As part of my interview series, I’m considering interviewing AI safety technical researchers at several of the main organizations on what they would recommend newcomers do to excel in the field. If you would like to see more interviews on this topic, please let me know in the comments.
Ryan Carey is an AI Safety Research Fellow at the Future of Humanity Institute. Ryan also sometimes coaches people interested in getting into AI safety research for 80,000 Hours. The following takeaways are from a conversation I had with Ryan Carey last June on how to transition from being a software engineer to a research engineer at a safety team.
A lot of people talk to Ryan and ask “I’m currently a software engineer, and I would like to quit my job to apply to AI safety engineering jobs. How can I do it?”
To these people, Ryan usually says the following: For most people transitioning from software engineering into AI safety, becoming a research engineer at a safety team is often a realistic and desirable goal. The bar for safety engineers seems high, but not insanely so. E.g. if you’ve already been a Google engineer for a couple of years, and have an interest in AI, you have a fair chance of getting a research engineer role at a top industry lab. If you have a couple of years of somewhat less-prestigious industry work, there’s a fair chance of getting a valuable research engineer role at a top academic lab. If you don’t make it, there are a lot of regular machine learning engineering jobs to go around.
How would you build your CV in order to make a credible application?
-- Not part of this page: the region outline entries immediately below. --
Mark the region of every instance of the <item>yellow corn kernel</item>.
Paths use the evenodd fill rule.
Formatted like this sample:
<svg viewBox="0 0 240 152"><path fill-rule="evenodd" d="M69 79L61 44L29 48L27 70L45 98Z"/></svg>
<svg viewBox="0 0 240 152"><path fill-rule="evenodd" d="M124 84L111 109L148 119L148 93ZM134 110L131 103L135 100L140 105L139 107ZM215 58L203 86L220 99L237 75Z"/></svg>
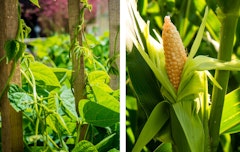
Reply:
<svg viewBox="0 0 240 152"><path fill-rule="evenodd" d="M167 74L177 90L187 55L181 37L169 16L164 18L162 40Z"/></svg>

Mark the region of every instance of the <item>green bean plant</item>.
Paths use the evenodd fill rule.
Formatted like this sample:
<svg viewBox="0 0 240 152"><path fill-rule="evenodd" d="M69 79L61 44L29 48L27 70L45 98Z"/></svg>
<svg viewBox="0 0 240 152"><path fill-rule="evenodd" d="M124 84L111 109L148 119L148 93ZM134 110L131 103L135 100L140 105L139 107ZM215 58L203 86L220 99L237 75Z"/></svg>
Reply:
<svg viewBox="0 0 240 152"><path fill-rule="evenodd" d="M221 135L225 139L223 150L231 151L229 136L240 132L240 90L226 93L229 71L240 71L240 61L231 60L240 2L234 7L224 1L217 4L220 47L218 57L212 58L197 54L208 25L207 6L186 55L184 40L170 16L164 18L160 36L150 30L149 21L143 20L136 1L126 1L128 87L133 90L132 96L127 96L127 134L133 144L127 146L129 150L215 152ZM209 70L215 70L215 77ZM213 85L212 94L209 84ZM142 113L134 112L137 109ZM140 127L131 120L137 114L146 119ZM146 145L152 139L159 141L159 146L148 149Z"/></svg>
<svg viewBox="0 0 240 152"><path fill-rule="evenodd" d="M31 2L39 6L38 1ZM20 12L17 38L6 42L6 56L0 61L7 58L7 63L21 65L22 85L9 78L5 88L11 106L23 113L24 151L119 151L119 90L109 86L108 34L102 38L87 34L84 44L73 48L67 34L55 35L30 42L33 50L25 52L30 29ZM86 62L86 98L79 105L71 88L70 49L84 54ZM80 140L84 124L88 128Z"/></svg>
Ryan suggests the following:
- First, spend a month trying to replicate a paper from the Neurips safety workshop. It’s normal to take 1-6 weeks full time to replicate a paper when starting out. Some papers are harder or easier than that, but if it’s taking much longer, you probably would need to build those skills before you could work in the field.
- You might simultaneously apply for internships at AI safety orgs or a MIRI workshop.
- If you’re not able to get an internship and replicate papers yet, maybe try to progress further in regular machine learning engineering first. Try to get internships or jobs at any of the big companies/trendy startups, just as you would if you were pursuing a regular ML engineering career.
- If you’re not there yet, maybe consider a master’s degree in ML if you have the money. People commonly want to avoid formal studies by self-studying and then carving a path to a less-orthodox safety startup of the likes of MIRI. If super bright and math-y, then this can work, but it is a riskier path.
- If you can’t get (2-4), one option is to take three months to build up your GitHub of replicated papers. Maybe go to a machine learning conference. (6 months of building your GitHub is much more often the right answer than 6 months of math.) Then repeat steps 2-4.
- If you’re not able to get any of the internships or reasonably good ML industry jobs or into master’s programs (top 50 in the world), then it may be that ML research engineering is not going to work out for you. In this case, you could look at other directly useful software work, or earning to give.
While doing these steps, it’s reasonably useful to be reading papers. Rohin Shah’s Alignment Newsletter is amazing if you want to read things. The sequences on the Alignment Forum are another good option.
As for textbooks, reading the Goodfellow ML textbook is okay. Understanding Machine Learning: From Theory to Algorithms by Shai Shalev-Shwartz if you want to work at MIRI/do math.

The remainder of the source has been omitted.